Hydrometric weirs are also a potential barrier to migrating lampreys: Clodiagh River at Rathkennan Bridge (River Suir SAC).

It is noteworthy that these large chunks of concrete which are being being put into our salmon rivers by Inland Fisheries Ireland (when they can get away without having to apply for planning permission) to count salmon, but incredibly the counts from these facilities are generally not available.  These are barriers to fish migration and block the migrations of lampreys, eels and other fish and no data from them ever seems to be available. Our rivers already have enough barriers to migration on them without installing more weirs in the name of conservation. Even if there were counts available to the public from these sites, setting targets for killing an Annex II species is not really conservation. It is clear that many of these counters – such as the one on the crump weir on the River Mulkear, Co Limerick – do not even work. Based on available scientific evidence salmon counters on crump weirs are a serious risk to lampreys (and eels). The crump weirs installed on Irish rivers to count salmon contribute nothing to conservation but add to fish migration issues.
Crump weir and fish counter on the River Roe, Northern Ireland. Impassable barrier for lampreys and eels?

Crump weir and fish counter on the River Roe, Northern Ireland. Impassable barrier for lampreys and eels?

ornamental weir / samon counter on the R. Strule, Omagh. This weir is a barrier to both lampreys and eels.

Ornamental weir / samon counter on the R. Strule, Omagh. This weir is a barrier to both lampreys and eels.

This crump weir and salmon counter on the Mulkear is probably a barrier to broo lampreys, river lampreys and eels. The salmon counts from this site are not available - does this counter even work?

This crump weir and salmon counter on the Mulkear is probably a barrier to broo lampreys, river lampreys and eels. The salmon counts from this site are not available – does this counter even work?

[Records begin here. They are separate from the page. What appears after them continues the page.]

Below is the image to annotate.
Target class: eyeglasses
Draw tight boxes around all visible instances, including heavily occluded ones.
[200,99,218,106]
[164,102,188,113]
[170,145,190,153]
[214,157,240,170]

River (and brook) lampreys also cannot use many of the fishways (or fish passes) that have been installed at weirs to help species such as salmon and trout. They have almost no ability to pass denil or ‘pool and weir’ passes according to the paper ‘Extreme inefficiency of two conventional, technical fishways used by European river lamprey (Lampetra fluviatilis)‘ by Lucas and Foulds (2013).

There is no real evidence that river and brook lampreys can pass Larinier type passes such as the one recently installed on the River Fergus in Ennis. The Environment Agency advise that a natural type bypass channel is used for lampreys, such as a close to nature pass like a rock ramp.

In fairness to the Loughs Agency, they provide salmon counts on all of the salmon counters they operate. However, if you look at their fish counter site at the link below, it is likely that every single one of these structures is impassible to river lampreys, brook lampreys, and also possible eels.

Inland Fisheries Ireland don’t generally make their salmon counts available, and it is clear that many of their counters do not even work. However, most of them are causing passage issues for lampreys and eels.